Dr. Natalie Hahn, interviewing rural Nigerian woman about dawa dawa, a local food that was being enriched with soybeans.
International Institute of Tropical Agriculture, IITA, Ibadan Nigeria. Artist, Dorothy Hayes, 1988. Detail.
Dr. Natalie Hahn received an honorary chieftaincy title by the Yoruba Nation as the Balogun Iyalaje, translated as the "women who brings empowerment to others". The title was awarded for her work with colleagues at the International Institute of Tropical Agriculture, IITA, in introducing new food crops, particularly soybeans, to thousands of rural women.
As a fortunate Nebraskan with a 4-H and farm family background and a thirty-eight year career with the United Nations, primarily in Africa, I owe my home state a great deal with a rich heritage and privileged opportunities. On many occasions, my journalistic mother, Grayce Hahn Burney, and I visited many Nebraska schools and we found that most of the students had limited knowledge of world events, geography and cultures. The idea hit—an opportunity to provide information on global resources and fellowships for students and faculty throughout the state. Thus, the Malaika Foundation was founded in 1994. Malaika means “my angel” in Swahili, the primary language of Kenya and Tanzania.

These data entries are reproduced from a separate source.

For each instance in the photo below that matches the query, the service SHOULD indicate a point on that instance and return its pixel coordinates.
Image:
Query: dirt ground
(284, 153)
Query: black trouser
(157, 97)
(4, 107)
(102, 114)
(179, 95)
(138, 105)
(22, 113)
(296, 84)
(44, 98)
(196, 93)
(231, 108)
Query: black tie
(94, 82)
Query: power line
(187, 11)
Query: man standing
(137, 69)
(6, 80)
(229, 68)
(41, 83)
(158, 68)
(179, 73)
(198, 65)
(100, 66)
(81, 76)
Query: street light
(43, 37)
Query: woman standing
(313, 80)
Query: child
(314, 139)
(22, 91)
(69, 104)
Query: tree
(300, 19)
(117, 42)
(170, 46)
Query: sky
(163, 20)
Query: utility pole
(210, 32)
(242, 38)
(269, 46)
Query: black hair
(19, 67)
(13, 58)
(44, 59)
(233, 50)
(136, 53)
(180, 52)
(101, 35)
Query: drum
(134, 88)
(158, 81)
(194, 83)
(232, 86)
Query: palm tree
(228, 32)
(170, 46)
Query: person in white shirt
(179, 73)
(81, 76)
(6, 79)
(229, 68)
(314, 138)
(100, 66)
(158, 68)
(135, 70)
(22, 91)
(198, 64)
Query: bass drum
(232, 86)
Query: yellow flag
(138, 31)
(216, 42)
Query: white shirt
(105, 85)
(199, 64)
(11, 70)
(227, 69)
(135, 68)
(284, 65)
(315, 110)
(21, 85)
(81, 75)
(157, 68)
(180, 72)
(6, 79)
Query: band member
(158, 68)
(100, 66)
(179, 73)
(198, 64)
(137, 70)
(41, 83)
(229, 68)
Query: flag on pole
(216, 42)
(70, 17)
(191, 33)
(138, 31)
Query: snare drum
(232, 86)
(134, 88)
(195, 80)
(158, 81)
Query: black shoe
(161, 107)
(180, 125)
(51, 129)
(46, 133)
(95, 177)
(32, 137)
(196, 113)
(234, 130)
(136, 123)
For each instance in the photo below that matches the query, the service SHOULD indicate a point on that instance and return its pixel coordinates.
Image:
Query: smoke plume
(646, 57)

During the past 26 years and in close collaboration with the Nebraska Department of Education, Malaika has assisted in organizing symposia, from Omaha to Scottsbluff on Bringing the World to Your Classroom, for approximately 3,800 teachers and students. Sixty-eight global fellowships have been awarded for travel to 28 countries on five continents with funding from Fund for Teachers, www.fundforteachers.org and Kenneth Morrison, an international agricultural entrepreneur from Hastings, NE. An African Celebration and Art Auction, Joslyn Art Museum, Omaha, 2010, raised $100,000 for global fellowships and the Gala to Support Global Education, 2013, was organized by students in the College of Education and Human Sciences at the University of Nebraska, Lincoln. African art, including paintings, carvings and masks were sold at both events with African music, fashion and food. The Malaika Foundation Board of Directors has provided excellent guidance with the leadership of chairman, Dr. Douglas Christensen, Emeritus Commissioner of Education-Nebraska. Malaika Ambassadors have been appointed in eight Nebraska Colleges and Universities and assist in acquainting fellow teachers and students of global travel and educational resources.

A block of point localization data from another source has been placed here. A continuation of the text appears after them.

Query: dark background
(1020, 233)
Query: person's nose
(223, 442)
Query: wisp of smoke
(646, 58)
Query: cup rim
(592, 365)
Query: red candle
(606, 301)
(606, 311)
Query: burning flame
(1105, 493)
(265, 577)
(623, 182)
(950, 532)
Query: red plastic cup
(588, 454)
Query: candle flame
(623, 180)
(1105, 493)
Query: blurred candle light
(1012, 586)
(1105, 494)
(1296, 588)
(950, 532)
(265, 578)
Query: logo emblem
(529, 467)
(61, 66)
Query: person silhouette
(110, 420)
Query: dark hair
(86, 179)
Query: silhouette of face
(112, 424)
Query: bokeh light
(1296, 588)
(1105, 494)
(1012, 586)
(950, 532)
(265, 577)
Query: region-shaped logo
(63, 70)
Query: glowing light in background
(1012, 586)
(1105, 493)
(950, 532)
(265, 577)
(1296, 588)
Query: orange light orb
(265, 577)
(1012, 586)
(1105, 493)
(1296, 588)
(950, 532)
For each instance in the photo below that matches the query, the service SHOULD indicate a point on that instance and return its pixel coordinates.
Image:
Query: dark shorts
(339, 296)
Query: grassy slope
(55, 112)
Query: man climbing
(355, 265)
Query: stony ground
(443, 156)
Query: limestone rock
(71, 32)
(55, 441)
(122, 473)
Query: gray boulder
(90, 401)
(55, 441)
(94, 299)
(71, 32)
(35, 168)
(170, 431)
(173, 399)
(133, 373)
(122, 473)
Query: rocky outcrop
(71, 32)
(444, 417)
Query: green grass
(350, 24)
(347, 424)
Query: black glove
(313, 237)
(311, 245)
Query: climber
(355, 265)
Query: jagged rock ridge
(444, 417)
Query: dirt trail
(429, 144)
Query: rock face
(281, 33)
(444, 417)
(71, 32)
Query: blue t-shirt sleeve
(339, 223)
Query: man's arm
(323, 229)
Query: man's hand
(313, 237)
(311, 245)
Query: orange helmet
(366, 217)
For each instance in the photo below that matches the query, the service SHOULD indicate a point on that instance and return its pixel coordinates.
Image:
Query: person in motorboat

The Malaika focus has been enhanced with a shift in ensuring that Nebraska’s history must also be understood and recognized. As Dr. Robert Manley, a Nebraska Historian and teacher of mine at the University of Nebraska, so wisely advised, “you must know Nebraska before you can know the world”. Being a global ambassador requires an understanding of Nebraska heritage and family history.
In 2019 and 2020, sixty -one items of African and Central American art has been donated by Malaika to Nebraska colleges, universities and libraries and to honor outstanding global educators. In collaboration with the Metropolitan Community College, a North Omaha African Art Corridor is being organized.
Our goal is preparing Nebraska’s students to be global citizens and ensuring the opportunity to experience other cultures while understanding and building upon Nebraska’s heritage.
Natalie D. Hahn
Dr. Natalie Hahn is a native af Polk, Nebraska and now lives in Central City and Lincoln, Nebraska.